Arabaya bindiğinde boğazında bir yumru hissi türedi, tatsız bir sancı vardı zaten ne zamandır karnında. Otobüs önce ağır aksak sonra hızlanarak ilerledi, durakları arkasında bıraktığında. Yirmisinde yaşam sevincini yok etmeyi..

Sabah Kahvesi
329 views

Arabaya bindiğinde boğazında bir yumru hissi türedi, tatsız bir sancı vardı zaten ne zamandır karnında. Otobüs önce ağır aksak sonra hızlanarak ilerledi, durakları arkasında bıraktığında.

Yirmisinde yaşam sevincini yok etmeyi sonunda becerdiler. Söylendi kendi kendine. Coşku ve sevinç denen şey bir süredir gözbebeklerine seyrek iniyordu zaten. Zoraki gülümsemelere sığınır olmuştu. Ayşen, alay ediyordu onun yüzündeki yarım yamalak gülümsemeyle. “Oynuyorsun milletle” diyordu kız.
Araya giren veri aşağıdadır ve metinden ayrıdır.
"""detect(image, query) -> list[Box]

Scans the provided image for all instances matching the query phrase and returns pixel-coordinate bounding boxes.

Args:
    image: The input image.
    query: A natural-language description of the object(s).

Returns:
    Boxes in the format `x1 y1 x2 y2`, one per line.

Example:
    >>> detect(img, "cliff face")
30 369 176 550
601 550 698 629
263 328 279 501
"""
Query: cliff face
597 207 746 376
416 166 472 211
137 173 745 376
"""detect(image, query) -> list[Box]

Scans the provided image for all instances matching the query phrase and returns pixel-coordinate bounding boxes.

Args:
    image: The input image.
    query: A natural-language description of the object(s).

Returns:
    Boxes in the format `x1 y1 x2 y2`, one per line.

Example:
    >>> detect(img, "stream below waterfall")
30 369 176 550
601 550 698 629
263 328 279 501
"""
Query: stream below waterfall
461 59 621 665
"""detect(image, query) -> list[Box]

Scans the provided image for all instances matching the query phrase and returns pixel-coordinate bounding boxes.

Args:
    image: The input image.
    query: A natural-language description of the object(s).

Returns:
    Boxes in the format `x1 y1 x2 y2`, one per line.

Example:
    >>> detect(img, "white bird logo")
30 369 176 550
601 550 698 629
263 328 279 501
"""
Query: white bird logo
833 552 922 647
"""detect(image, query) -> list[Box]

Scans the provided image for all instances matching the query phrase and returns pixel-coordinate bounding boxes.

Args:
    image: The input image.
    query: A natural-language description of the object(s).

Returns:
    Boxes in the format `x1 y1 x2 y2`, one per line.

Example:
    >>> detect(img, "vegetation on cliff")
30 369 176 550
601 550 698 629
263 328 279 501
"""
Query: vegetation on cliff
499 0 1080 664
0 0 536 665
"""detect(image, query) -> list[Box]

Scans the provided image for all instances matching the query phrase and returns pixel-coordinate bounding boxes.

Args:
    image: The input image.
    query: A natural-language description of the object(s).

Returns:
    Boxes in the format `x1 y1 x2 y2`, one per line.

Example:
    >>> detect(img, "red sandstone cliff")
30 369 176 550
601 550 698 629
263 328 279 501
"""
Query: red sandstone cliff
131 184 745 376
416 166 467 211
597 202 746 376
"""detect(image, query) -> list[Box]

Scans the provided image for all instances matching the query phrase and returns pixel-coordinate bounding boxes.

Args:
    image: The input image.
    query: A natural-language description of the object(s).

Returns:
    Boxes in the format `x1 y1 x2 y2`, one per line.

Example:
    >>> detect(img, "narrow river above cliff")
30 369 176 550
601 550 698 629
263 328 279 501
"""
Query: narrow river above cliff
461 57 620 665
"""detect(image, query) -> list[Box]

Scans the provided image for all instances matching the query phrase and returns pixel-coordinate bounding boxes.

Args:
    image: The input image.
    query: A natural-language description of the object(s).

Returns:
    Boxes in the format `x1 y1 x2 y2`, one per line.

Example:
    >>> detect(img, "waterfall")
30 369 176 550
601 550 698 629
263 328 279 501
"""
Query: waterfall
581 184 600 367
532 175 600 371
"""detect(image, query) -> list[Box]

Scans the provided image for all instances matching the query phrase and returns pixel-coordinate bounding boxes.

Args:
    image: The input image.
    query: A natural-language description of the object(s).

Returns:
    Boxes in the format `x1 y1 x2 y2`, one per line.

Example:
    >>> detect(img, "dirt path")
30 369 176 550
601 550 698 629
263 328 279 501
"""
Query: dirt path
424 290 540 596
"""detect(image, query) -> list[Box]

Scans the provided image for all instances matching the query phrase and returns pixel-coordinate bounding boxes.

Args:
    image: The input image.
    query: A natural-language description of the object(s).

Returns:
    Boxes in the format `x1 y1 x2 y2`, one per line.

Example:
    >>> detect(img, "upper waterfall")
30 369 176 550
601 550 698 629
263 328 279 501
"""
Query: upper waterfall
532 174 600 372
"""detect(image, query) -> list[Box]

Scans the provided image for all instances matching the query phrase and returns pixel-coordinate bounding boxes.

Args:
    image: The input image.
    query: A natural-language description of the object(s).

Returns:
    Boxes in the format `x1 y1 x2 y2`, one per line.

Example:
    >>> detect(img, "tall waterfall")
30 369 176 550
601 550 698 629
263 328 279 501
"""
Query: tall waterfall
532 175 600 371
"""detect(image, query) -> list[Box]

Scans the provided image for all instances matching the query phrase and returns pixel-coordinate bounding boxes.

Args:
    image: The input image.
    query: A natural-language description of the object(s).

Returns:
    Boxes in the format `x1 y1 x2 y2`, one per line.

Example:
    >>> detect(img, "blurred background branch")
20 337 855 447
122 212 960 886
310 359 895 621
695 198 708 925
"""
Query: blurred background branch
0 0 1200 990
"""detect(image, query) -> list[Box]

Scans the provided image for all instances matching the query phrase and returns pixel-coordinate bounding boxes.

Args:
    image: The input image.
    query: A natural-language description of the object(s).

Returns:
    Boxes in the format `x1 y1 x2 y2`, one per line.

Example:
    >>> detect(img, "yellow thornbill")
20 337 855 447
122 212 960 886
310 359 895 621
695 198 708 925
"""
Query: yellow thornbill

Telefonda, varla yok arasında bir cızırtının eşliğinde işitti sesini. “Ev sahibi kirayı arttırmak istiyor, yüzde yüz yirmi beş, valla sokaktaki enflasyon oranında istiyorum“lar. Telefondaki sesi utana sıkıla çıkıyor bir an. İnsafsız değilim vallaha; şirket maaşlarda kesintiye gidecek ya da yolları ayıracak ofistekilerle. Daralma, resesyon, kriz ve her ne haltsa. “Bunun diğer adı boku yemek” diye yanıtladı kızı. Ön koltuktaki orta yaşlı yolcu yargılayarak baktı ona. Sabah sabah ağzı bozuğun biriye yolculuk yapmak zorunda kalmıştı sonuçta. Zor anlaşılıyordu söyledikleri kızın. Boğuk, cızırtılı çıkıyor kızın sesi. Yağmur çişentisinin toprakta yarattığı kokuyla apartman kapısından çıkarken zar zor ayılabilmişti zaten. Sabah sabah sert bir kahve de içti üstelik. Biz küçük burjuvalar oldum olası konforumuzu severiz, elimde kala kala tek konfor bu kaldı sanırım sonunda, diye geçirdi içinden.

Trafikte şehrin çeperlerinin arasından geçen otobüs tısırdayıp yaylanarak ilerlerlerken, müzik ruhun gıdasıdır diyerek sabah spotify listesini dinlemeye koyulmuştu çoktan. Müzik ruhun gıdasıdır, ev sahibi kirayı iki katına çıkaracak, şirket daralmaya gidiyor, beni de sepetlerler bu gidişle. Onun yarı uykulu, bezgin sabah halinden çıkaran, apartmanın önündeki sarman kediydi muhakkak. Gözü tok, edepli bir iki kedinin yanında bir anda beliren arsız sarman. Ayağına sürtünerek sevilmeye dair beklentisini ince bir miyav eşliğinde dile getirdi yine her sabah olduğu gibi. Şirket binasına ulaştığında muhakkak o gestapo suratlı iki görevli kuşkuyla izleyecekti onu. Bitip tükenmek bilmeyen izlenme duygusu, belki vesvese yapıyor yine. Şirkettekiler işten çıkarılacaklar listesini hazırlamışlar söylendiğine göre.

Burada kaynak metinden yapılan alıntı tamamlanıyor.